Entre os exames já disponíveis no Brasil estão os painéis de predisposição hereditária ao câncer (que avaliam genes como BRCA1, BRCA2, TP53, CHEK2 e ATM), o painel ampliado para câncer hereditário, além de painéis focados em câncer masculino, como o Score de Risco Poligênico, indicado para homens que possuem casos de câncer de próstata na família ou que precisam avaliar se estão em risco aumentado para esta doença.
Esses exames orientam médicos a mapear riscos, ajustar a frequência dos exames de imagem e decidir intervenções precoces.
IMUNIZAÇÃO
A infectologista Rosana Richtmann, reforça outro ponto frequentemente ignorado pelos homens. “Vacina é cuidado masculino.

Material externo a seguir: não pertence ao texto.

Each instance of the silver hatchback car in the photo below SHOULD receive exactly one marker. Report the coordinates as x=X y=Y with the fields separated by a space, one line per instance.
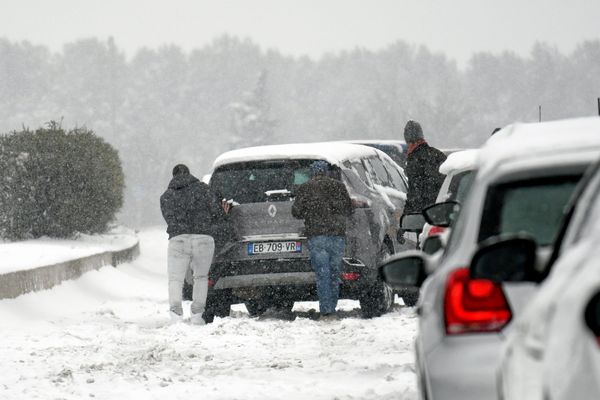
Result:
x=265 y=261
x=526 y=174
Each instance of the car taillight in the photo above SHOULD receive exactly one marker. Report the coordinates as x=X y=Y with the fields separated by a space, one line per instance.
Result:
x=474 y=305
x=350 y=276
x=436 y=230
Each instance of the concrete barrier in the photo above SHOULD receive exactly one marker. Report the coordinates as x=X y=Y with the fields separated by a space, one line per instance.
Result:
x=14 y=284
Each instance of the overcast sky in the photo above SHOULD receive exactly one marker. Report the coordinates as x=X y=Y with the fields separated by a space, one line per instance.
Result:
x=312 y=27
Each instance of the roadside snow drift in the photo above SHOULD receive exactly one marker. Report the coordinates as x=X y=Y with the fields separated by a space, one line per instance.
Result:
x=107 y=336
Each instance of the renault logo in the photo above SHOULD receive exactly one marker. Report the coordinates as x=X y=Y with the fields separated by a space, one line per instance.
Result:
x=272 y=211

Do HPV ao herpes-zóster, do tétano à gripe anual, grande parte dos quadros evitáveis em homens adultos está associada a atrasos ou ausência de imunização”, alerta Rosana. Fica evidente, portanto, segundo a médica, que tecnologia não é o problema.
O Brasil dispõe de check-ups completos, atendimento domiciliar, exames genéticos de alta precisão, vacinas modernas, inteligência artificial (IA) aplicada à radiologia e protocolos avançados de prevenção. O que falta, como mostram os dados, é o passo mais básico: a ida ao consultório.
Afinal, a saúde do homem é construída todos os dias, desde a infância até a maturidade. Viver mais passa, obrigatoriamente, por consultar, acompanhar, prevenir e agir antes do sintoma.